上 下
56 / 75

ギルドのみんなで力を合わせて

しおりを挟む
ワインの入ったグラスを片手に、吸血鬼は笑う。

とうとう来たか。と、心を躍らせながら。

今か今かと冒険者が目の前に現れるのを楽しみに。

もし辿り着いたのならば、盛大にお迎えしよう。
そう心に決め、彼はまだ誰の姿も無い空間に、待ち遠しそうに手を伸ばすのだった。



 鬱陶しかった連日の雨も今はもうどこへやら。
むしろ、うって変わってカンカン照りの太陽の陽が降り注ぐ真夏日が続くような日の、とある一日。

 すでにいつもならギルドは開いていて、大勢……かは分からないがそれでも冒険者達が出入りをしているものであるが、今日に限ってはただの一人すら姿が見えなかった。

 いや、冒険者だけではない。
普段からギルドで働いている職員も誰一人姿が無かった。
そもそもギルドへの幾つもある入り口には、「本日緊急事態につき臨時休館」と書かれた札がぶら下がっていて、
いつものようにギルドを利用しようとした冒険者はその札を見て、しばし考えて、回れ右して来た道を引き返す。

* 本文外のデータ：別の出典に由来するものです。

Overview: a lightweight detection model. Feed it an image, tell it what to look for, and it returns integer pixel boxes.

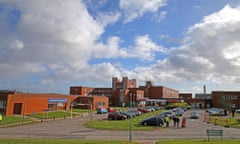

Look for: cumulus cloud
[132,5,240,89]
[0,0,124,92]
[133,35,167,61]
[120,0,166,22]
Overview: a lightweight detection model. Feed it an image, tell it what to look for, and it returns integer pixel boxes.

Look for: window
[0,101,7,109]
[97,102,105,106]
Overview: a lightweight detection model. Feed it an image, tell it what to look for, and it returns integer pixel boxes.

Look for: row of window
[222,96,238,100]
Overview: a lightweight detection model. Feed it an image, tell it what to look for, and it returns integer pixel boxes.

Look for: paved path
[0,111,240,144]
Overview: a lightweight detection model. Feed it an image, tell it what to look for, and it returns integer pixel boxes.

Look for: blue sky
[0,0,240,93]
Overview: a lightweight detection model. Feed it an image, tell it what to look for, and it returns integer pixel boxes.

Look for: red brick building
[73,96,109,110]
[0,91,75,116]
[212,91,240,110]
[139,81,179,99]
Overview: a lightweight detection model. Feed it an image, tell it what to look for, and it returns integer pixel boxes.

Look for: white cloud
[133,35,167,61]
[120,0,166,22]
[144,5,240,87]
[0,0,124,92]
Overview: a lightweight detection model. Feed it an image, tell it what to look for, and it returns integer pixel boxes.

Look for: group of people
[165,116,186,128]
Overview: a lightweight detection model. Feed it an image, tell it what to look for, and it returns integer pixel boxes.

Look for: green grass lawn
[0,139,240,144]
[206,116,240,128]
[0,116,33,125]
[0,139,134,144]
[156,139,240,144]
[85,111,161,130]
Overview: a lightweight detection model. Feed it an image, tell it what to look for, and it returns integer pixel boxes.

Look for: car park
[97,108,108,114]
[190,111,199,119]
[108,112,127,120]
[120,111,135,118]
[159,110,176,119]
[206,108,225,116]
[107,107,115,112]
[235,109,240,113]
[137,107,151,113]
[172,107,184,116]
[127,109,142,116]
[140,116,164,126]
[145,106,156,112]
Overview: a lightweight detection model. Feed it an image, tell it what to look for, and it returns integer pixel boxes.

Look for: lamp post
[129,93,133,142]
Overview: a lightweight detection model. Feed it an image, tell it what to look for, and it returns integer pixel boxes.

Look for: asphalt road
[0,110,240,143]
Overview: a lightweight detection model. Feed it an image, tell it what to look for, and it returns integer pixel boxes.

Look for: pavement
[0,110,240,144]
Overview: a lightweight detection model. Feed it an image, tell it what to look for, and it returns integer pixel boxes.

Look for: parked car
[235,109,240,113]
[207,108,225,116]
[144,106,156,112]
[172,107,184,116]
[137,107,150,113]
[159,110,176,119]
[108,112,127,120]
[120,111,135,118]
[97,108,108,114]
[140,116,164,126]
[190,112,199,119]
[127,109,142,116]
[107,107,115,112]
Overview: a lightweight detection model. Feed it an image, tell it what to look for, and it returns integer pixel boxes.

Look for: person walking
[182,117,186,127]
[0,114,2,123]
[165,116,170,127]
[173,116,177,127]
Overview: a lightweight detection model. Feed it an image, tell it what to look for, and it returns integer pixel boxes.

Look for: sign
[48,99,67,103]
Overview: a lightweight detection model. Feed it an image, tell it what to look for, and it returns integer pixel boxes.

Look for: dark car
[127,109,142,116]
[159,111,176,119]
[190,112,199,119]
[97,108,108,114]
[108,112,127,120]
[137,107,151,113]
[141,116,164,126]
[120,111,135,118]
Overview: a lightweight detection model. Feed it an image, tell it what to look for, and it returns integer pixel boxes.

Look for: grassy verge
[206,116,240,128]
[85,111,161,130]
[156,139,240,144]
[0,139,133,144]
[0,116,33,126]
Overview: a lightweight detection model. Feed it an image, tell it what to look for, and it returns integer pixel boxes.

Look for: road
[0,110,240,143]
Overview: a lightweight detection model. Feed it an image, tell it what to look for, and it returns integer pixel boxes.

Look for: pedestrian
[182,117,186,127]
[0,114,2,122]
[173,116,177,127]
[176,117,180,128]
[232,109,235,118]
[165,116,170,127]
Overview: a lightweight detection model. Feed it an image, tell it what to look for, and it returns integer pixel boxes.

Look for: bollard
[203,115,207,122]
[207,117,211,124]
[225,120,230,128]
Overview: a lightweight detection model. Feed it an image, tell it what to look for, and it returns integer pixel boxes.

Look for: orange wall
[6,93,74,116]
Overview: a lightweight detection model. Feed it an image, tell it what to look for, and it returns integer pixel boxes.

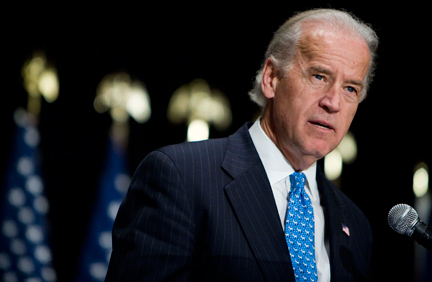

という行動を皆が皆取っていた。

 一体ギルドの職員達はどこへ行ってしまったのか。
結論から言えば皆あちこちの町へ、村へ、ダンジョンへ。
持てる移動手段を惜しみなく使い、鬼気迫る表情で移動し、ある物を確保する為に全力を出していた。

 話は、ギルドが開くほんの1時間前に鍛冶屋の親子が無理矢理ギルドに入って来たのが始まりだった。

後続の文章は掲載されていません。